Batchman, and other processes fail on a fault-tolerant agent with the message AWSDEC002E

The batchman process fails together with all other processes that are running on the fault-tolerant agent, typically mailman and jobman (and JOBMON on Windows 2000). The following errors are recorded in the stdlist log of the fault-tolerant agent:
+ ++++++++++++++++++++++++++++++++++++++++++++++++++++++++++++++
+ AWSBCV012E Mailman cannot read a message in a message file. 
+ The following gives more details of the error: 
+ AWSDEC002E  An internal error has occurred. The following UNIX 
+ system error occurred on an events file: "9" at line = 2212
+ ++++++++++++++++++++++++++++++++++++++++++++++++++++++++++++++

Cause and solution:

The cause is a corruption of the file Mailbox.msg, probably because the file is not large enough for the number of messages that needed to be written to it.

Consider if it seems likely that the problem is caused by the file overflowing:
  • If you are sure that this is the cause, you can delete the corrupted message file.

    All events lost: Following this procedure means that all events in the corrupted message file are lost.

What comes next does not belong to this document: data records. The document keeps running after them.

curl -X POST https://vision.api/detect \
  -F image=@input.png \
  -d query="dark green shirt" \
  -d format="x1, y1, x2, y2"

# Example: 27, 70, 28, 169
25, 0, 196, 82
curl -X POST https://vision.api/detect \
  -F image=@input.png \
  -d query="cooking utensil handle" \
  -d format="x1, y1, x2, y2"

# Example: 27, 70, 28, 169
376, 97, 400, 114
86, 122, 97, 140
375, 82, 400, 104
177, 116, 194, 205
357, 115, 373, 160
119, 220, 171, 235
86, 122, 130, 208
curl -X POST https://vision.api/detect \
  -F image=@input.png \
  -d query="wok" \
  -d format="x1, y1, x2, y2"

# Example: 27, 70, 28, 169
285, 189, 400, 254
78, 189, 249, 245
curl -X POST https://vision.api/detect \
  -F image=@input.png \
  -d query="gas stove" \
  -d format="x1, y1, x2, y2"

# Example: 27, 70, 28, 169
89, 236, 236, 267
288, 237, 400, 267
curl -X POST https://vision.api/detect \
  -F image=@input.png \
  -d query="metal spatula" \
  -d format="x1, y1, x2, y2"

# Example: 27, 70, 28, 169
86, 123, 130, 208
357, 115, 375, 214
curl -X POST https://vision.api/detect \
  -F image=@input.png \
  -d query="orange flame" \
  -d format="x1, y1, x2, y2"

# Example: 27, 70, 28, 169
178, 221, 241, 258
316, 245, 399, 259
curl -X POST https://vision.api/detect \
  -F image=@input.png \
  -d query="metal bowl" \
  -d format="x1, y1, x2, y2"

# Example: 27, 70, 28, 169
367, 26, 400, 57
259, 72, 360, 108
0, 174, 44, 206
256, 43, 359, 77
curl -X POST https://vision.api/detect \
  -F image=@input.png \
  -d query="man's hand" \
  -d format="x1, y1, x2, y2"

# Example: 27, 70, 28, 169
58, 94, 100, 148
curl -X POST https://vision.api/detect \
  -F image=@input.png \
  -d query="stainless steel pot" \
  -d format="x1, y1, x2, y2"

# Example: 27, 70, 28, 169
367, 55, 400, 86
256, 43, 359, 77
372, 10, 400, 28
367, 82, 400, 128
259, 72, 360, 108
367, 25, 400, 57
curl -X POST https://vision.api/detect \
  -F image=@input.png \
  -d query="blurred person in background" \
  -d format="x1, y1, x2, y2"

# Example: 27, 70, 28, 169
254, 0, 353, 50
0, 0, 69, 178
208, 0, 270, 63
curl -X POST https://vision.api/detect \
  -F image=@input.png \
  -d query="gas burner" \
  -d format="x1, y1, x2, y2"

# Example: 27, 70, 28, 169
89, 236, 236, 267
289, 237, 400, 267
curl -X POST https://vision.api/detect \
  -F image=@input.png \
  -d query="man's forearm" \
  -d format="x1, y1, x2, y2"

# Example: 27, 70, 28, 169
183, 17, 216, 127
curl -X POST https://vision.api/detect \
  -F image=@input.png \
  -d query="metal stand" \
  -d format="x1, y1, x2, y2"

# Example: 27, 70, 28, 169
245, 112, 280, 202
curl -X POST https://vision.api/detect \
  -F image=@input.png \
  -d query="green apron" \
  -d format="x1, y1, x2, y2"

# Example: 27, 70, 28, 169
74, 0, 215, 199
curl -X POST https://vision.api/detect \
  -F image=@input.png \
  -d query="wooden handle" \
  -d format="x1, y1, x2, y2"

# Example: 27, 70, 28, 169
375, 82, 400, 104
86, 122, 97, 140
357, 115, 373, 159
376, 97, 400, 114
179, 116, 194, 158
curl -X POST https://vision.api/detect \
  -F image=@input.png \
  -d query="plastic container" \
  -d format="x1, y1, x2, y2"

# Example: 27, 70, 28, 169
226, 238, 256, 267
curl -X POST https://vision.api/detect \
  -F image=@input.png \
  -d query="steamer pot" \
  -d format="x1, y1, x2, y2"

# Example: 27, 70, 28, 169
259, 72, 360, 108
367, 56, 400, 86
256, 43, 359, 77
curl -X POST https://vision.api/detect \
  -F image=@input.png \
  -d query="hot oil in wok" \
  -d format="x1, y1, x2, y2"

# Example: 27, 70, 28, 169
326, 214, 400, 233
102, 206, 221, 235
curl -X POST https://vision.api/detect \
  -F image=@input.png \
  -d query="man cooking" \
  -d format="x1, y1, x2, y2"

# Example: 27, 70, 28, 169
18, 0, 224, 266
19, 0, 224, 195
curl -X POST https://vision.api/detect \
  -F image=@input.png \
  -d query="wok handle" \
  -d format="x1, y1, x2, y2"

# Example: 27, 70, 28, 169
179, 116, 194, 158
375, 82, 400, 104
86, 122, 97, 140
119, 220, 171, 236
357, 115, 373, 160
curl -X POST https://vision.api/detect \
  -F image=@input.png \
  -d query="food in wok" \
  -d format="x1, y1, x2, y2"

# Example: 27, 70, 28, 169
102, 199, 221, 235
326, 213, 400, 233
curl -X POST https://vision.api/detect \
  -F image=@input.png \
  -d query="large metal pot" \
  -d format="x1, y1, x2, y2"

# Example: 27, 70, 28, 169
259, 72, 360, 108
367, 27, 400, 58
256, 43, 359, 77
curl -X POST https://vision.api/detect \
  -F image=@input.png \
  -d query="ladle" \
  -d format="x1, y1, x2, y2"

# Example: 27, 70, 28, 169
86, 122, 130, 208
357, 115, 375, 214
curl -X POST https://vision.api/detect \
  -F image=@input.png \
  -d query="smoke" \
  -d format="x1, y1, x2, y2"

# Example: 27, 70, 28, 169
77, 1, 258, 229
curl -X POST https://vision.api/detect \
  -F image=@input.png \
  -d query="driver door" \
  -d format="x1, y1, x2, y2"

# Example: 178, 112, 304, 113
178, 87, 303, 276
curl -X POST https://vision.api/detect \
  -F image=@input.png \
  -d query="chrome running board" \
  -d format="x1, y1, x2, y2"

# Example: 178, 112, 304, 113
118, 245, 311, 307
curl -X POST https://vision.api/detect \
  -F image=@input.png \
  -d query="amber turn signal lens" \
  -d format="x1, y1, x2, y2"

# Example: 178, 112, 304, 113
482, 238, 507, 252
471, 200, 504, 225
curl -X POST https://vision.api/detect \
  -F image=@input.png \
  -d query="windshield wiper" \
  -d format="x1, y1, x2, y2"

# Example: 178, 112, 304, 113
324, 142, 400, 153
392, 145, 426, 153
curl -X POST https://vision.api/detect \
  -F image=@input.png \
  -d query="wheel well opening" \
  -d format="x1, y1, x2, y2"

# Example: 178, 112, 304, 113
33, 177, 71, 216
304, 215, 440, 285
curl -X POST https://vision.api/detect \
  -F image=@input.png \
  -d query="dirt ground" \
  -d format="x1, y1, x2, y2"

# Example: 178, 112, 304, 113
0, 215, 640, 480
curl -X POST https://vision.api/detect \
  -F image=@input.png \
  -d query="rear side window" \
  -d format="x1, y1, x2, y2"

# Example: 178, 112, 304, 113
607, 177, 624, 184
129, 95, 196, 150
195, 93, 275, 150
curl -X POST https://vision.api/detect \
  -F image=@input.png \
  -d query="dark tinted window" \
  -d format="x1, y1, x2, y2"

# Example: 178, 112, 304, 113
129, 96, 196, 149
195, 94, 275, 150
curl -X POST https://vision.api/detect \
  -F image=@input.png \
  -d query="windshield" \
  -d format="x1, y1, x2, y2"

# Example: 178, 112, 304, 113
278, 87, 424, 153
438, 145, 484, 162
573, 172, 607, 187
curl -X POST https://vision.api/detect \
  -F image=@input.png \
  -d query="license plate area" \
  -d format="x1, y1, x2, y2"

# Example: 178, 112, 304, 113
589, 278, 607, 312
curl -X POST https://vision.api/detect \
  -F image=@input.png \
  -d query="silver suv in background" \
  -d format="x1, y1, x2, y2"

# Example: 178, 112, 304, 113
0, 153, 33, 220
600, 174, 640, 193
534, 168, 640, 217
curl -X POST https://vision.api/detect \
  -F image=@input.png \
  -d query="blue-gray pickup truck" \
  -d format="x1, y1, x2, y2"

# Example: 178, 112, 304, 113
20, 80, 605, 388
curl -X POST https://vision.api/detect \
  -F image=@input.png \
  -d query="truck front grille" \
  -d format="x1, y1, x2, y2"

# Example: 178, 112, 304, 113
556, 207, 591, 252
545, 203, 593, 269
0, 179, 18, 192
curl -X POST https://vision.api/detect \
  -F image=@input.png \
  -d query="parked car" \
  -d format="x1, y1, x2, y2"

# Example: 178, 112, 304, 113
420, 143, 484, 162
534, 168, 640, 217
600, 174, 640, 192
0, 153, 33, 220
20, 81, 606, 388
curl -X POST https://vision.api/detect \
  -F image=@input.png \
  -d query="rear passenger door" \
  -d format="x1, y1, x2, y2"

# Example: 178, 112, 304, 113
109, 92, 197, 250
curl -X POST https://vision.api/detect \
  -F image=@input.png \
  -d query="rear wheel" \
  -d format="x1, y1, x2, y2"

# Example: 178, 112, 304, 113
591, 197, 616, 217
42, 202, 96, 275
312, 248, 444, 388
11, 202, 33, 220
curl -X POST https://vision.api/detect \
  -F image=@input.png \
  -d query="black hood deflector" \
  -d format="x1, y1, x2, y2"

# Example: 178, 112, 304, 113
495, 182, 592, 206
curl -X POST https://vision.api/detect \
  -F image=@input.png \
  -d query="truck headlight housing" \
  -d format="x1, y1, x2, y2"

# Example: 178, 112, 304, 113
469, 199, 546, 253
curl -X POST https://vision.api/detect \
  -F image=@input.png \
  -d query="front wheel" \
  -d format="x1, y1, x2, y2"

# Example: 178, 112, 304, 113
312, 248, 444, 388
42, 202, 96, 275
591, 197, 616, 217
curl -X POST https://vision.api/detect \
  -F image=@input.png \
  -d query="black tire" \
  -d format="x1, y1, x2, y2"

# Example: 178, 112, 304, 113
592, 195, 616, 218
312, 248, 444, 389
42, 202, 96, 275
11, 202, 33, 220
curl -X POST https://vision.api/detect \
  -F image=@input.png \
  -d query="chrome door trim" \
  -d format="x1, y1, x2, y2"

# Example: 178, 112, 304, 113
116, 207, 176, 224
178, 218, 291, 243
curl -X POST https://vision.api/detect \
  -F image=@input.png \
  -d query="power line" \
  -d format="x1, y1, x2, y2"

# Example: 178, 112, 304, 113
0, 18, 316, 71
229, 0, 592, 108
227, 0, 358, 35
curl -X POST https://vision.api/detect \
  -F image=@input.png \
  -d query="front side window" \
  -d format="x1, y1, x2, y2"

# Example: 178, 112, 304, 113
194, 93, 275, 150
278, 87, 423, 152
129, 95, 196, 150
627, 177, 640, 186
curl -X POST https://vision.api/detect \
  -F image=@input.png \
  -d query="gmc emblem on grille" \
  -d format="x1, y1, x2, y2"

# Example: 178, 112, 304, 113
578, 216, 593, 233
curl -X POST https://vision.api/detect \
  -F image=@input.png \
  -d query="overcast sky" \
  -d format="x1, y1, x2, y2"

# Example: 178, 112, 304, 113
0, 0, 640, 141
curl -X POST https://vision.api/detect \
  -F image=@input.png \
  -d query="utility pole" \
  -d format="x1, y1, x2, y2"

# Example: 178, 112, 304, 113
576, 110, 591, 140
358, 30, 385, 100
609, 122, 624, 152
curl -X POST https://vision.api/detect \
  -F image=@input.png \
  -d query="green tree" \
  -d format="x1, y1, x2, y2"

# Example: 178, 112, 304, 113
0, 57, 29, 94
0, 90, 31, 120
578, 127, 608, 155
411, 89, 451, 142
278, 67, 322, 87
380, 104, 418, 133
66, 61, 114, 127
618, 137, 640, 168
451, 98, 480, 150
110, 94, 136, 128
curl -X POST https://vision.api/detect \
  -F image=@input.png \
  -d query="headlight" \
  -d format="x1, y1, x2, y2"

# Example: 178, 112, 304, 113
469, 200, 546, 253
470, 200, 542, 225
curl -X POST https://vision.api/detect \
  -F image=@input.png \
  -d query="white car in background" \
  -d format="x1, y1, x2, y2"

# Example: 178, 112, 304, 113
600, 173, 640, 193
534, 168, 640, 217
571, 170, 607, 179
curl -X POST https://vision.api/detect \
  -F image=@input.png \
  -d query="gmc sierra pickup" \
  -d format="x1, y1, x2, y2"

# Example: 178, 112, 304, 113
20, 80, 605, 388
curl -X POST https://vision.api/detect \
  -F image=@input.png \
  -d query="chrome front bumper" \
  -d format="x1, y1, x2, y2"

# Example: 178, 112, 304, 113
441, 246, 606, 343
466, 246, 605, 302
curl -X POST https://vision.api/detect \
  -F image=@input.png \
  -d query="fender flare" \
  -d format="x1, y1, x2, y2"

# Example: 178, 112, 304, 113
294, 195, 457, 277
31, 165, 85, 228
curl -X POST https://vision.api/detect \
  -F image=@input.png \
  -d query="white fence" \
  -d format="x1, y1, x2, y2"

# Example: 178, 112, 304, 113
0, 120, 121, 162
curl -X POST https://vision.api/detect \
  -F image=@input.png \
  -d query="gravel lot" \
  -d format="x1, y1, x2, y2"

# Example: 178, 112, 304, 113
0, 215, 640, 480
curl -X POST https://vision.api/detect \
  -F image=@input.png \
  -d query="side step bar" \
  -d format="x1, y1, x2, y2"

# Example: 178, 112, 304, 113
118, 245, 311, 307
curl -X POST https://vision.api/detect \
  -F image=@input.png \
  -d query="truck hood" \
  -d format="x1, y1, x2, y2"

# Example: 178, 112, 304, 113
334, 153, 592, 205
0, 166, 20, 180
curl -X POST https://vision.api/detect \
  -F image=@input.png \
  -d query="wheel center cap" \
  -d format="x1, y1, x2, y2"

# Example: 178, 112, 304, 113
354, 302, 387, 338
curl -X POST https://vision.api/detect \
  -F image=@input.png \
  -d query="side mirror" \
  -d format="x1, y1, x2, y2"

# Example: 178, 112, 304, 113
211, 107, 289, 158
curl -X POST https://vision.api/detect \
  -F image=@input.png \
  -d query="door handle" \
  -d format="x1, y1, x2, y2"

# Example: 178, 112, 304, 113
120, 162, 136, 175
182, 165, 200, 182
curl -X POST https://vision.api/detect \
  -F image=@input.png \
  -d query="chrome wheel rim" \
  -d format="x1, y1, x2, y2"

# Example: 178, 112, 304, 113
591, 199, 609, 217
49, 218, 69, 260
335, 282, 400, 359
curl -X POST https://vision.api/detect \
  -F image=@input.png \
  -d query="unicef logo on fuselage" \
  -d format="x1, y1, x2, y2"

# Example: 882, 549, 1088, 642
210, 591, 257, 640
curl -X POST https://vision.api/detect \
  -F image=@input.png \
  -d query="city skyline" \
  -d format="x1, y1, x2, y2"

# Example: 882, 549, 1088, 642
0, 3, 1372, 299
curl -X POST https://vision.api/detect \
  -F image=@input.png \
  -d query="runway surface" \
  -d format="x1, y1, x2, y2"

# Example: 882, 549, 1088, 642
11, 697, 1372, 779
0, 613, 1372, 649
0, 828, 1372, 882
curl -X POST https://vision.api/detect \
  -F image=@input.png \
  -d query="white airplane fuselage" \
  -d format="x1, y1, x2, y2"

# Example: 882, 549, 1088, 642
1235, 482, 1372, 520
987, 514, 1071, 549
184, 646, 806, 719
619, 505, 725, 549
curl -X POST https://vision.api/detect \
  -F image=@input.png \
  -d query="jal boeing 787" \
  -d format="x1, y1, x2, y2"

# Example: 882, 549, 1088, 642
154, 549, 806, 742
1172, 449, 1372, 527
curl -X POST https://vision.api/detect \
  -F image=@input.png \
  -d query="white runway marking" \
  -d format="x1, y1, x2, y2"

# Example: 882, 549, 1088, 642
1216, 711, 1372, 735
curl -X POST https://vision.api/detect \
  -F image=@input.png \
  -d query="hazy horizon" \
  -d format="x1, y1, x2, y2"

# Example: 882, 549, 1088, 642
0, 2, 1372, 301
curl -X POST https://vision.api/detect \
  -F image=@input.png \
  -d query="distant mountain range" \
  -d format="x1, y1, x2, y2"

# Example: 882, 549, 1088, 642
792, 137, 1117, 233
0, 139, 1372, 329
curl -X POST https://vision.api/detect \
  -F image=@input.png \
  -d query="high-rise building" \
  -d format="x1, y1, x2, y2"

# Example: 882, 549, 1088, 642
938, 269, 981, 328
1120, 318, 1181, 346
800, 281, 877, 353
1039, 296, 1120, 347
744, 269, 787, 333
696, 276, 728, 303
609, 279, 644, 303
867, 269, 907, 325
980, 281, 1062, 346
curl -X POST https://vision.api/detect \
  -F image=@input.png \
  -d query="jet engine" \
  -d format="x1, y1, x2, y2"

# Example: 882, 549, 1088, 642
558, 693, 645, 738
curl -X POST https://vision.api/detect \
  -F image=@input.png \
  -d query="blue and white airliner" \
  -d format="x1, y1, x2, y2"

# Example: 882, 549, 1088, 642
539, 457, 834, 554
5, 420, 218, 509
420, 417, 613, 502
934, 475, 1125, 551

    Perform the following steps:
    1. Use the evtsize command to increase the Mailbox.msg file. Ensure that the file system has sufficient space to accommodate the larger file.
    2. Delete the corrupt message file.
    3. Restart IBM Workload Scheduler by issuing the conman start command on the fault-tolerant agent.
  • If you do not think that this is the answer, or are not sure, contact IBM® Software Support for assistance.